As every schoolboy knows and as I have noted ever since I began covering the subject several years ago, ESG is, above and beyond everything else, an attempt to achieve public policy goals without the interference of the public. To paraphrase Clausewitz, ESG is the continuation of policy with other means. Or, as I write in The Dictatorship of Woke Capital, ESG promises to tackle the tough policy issues and to provide a workaround to democracy, “offer[ing] a quasi-regulatory solution to the problem of a disappointingly intransigent electorate.”
The catch here, however, is that investors have been rather intransigent themselves of late. Part of the problem for ESG is that people like me and Vivek Ramaswamy (and Rupert Darwall and Richard Morrison and Andrew Stuttaford and Russell Greene and Will Hild and countless others) exposed the political nature of the project, inspiring a (justifiably) political response. The bigger part of the problem, however, is that the ESG rhetoric never matched the reality, and when the central banks removed the free-money trough, ESG was exposed as a lower-return investment strategy and, more to the point, part of the Galbraith-ian good-times bezzle. And so, for the last two years-plus, American and, increasingly, British investors have been telling ESG and its advocates to go take a long walk off a small glacier.
The statement by Oliver Bäte at Davos is important because it quite clearly shows the direction ESG will take in this new environment. When he tells governments to be honest with their citizens and to tell them the “truth,” he is shifting the balance of power and responsibility for “sustainability” back to government and away from private businesses. He is conceding that the ESG project was too clever by half, that it was never going to be as easy to fool all of the people some of the time as he and its other advocates had hoped. He is admitting that ESG needs the power of government (with its Weberian monopoly on the legitimate use of physical force) to achieve what its low-key coercion tactics could not achieve on their own. In essence, he is declaring an end to the corporatocratic stage of ESG and inaugurating the corporatist stage.

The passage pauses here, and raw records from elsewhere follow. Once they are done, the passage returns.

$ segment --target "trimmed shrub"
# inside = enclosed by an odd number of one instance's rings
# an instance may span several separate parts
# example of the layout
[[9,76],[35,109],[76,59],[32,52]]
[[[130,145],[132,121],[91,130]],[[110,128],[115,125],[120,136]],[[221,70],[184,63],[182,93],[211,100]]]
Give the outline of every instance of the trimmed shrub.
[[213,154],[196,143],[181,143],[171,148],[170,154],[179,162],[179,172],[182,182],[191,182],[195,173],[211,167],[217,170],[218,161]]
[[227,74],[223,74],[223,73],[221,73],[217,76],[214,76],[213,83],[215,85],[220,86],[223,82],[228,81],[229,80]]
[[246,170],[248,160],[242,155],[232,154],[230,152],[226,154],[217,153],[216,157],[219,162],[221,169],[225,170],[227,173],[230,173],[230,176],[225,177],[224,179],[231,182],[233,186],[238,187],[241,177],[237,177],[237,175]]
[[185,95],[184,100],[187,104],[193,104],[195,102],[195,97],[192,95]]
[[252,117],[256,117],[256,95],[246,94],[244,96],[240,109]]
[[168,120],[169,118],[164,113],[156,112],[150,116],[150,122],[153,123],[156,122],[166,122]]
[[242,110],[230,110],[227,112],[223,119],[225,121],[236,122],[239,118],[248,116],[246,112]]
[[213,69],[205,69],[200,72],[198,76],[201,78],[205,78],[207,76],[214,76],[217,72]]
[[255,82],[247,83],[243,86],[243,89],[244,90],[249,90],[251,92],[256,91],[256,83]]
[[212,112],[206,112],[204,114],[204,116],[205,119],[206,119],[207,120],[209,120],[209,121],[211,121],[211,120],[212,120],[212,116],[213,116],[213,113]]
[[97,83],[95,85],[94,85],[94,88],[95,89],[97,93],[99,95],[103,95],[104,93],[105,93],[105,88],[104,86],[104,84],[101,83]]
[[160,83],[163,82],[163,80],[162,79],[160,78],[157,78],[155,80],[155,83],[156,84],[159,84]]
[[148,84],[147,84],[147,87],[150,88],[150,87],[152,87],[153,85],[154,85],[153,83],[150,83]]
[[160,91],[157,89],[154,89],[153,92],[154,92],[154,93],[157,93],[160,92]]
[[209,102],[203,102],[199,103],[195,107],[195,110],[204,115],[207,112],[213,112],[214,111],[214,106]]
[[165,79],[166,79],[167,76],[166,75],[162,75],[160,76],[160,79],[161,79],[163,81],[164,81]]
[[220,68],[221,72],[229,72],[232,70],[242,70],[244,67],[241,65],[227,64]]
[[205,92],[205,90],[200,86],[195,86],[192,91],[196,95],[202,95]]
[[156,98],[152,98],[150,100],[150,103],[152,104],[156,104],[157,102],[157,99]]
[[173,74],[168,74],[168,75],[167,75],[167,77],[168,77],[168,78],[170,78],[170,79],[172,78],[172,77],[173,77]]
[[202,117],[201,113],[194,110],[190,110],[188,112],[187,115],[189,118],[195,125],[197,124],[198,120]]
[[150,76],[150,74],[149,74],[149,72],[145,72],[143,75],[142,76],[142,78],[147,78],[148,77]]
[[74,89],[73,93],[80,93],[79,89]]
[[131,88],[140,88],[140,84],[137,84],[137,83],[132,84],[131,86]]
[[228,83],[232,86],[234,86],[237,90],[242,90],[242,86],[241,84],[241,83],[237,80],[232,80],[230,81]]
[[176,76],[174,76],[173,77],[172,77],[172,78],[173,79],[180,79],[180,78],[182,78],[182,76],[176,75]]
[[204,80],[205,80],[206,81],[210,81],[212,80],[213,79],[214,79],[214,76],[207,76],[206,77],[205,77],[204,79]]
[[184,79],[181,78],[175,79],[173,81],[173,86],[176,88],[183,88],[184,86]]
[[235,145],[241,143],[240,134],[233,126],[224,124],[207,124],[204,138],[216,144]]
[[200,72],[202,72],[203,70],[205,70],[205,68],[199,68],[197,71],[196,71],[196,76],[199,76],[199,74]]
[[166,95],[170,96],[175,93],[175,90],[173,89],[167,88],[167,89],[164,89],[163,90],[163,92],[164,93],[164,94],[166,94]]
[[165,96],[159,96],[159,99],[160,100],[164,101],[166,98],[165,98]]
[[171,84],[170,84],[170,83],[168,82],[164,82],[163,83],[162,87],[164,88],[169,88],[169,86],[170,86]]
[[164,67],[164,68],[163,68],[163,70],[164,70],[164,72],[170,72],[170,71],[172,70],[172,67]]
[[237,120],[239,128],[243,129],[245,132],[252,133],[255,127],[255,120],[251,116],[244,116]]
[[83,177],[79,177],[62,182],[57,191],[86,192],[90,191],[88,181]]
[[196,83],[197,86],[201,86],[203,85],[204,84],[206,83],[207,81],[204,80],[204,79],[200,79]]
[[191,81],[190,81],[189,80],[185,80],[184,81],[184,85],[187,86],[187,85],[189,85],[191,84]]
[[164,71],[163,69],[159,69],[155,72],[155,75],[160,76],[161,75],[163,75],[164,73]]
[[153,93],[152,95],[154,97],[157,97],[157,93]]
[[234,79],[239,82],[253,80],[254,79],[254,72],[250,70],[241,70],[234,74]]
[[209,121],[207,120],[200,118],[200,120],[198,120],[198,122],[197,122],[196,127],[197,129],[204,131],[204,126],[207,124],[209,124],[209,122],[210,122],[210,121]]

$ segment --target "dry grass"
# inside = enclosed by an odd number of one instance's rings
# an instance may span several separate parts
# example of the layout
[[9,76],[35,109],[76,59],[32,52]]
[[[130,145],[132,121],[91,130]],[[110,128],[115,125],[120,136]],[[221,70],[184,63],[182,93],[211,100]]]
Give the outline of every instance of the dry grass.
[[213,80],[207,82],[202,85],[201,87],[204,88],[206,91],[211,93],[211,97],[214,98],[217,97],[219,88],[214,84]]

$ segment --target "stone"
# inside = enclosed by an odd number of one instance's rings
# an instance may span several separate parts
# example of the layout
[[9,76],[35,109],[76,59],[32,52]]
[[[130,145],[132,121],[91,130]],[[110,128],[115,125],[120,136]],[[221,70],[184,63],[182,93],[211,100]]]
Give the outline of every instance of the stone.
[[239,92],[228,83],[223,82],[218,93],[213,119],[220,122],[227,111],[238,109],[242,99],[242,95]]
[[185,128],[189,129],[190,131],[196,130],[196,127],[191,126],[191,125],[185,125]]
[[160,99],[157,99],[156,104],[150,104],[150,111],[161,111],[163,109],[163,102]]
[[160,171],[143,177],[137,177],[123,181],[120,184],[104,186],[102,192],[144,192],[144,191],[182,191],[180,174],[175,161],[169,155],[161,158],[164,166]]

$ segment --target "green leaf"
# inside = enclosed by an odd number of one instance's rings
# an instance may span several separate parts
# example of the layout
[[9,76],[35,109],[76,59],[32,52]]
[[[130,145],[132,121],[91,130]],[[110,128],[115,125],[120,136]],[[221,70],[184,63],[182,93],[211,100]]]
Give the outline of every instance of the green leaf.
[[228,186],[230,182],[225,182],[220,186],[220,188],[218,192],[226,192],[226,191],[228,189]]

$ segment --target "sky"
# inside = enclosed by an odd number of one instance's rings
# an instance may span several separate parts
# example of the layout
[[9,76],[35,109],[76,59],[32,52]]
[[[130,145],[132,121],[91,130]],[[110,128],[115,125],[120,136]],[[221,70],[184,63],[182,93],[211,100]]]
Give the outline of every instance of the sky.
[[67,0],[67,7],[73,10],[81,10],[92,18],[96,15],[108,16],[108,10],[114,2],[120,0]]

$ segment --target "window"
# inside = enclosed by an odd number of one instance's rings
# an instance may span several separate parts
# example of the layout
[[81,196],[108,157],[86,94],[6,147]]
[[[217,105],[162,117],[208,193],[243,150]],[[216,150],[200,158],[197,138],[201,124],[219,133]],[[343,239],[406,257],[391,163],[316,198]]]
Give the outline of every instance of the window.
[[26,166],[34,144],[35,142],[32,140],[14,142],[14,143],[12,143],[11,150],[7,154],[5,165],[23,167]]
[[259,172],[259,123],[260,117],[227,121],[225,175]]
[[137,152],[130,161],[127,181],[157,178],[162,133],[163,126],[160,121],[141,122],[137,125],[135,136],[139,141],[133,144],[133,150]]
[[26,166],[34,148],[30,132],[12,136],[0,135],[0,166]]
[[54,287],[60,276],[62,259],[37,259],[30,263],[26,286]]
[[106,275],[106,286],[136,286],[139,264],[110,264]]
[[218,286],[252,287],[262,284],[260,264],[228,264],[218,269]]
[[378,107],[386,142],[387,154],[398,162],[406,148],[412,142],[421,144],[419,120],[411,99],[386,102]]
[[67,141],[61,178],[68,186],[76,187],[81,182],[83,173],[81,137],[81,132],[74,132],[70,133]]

Three years ago, Tariq Fancy, the former director of sustainable investment for BlackRock, famously derided ESG, calling it a “dangerous placebo.” Fancy insisted that the goals that ESG’s earnest believers wanted to achieve would always be impossible without the forceful intervention of governments. The difference between what Fancy declared in 2021 and what Oliver Bäte said in Davos earlier this week is that Fancy also conceded that ESG is a scam, little more than a marketing scheme. Bäte makes no such concession. Rather, he demands that governments – elected to do “the right things” – enforce the marketing schemes that have made him and Larry Fink quite wealthy and have made Klaus Schwab quite famous.
There is indeed a disconnect between the elites and the people. But Oliver Bäte, bless his heart, has no idea which side of that disconnect he is really on.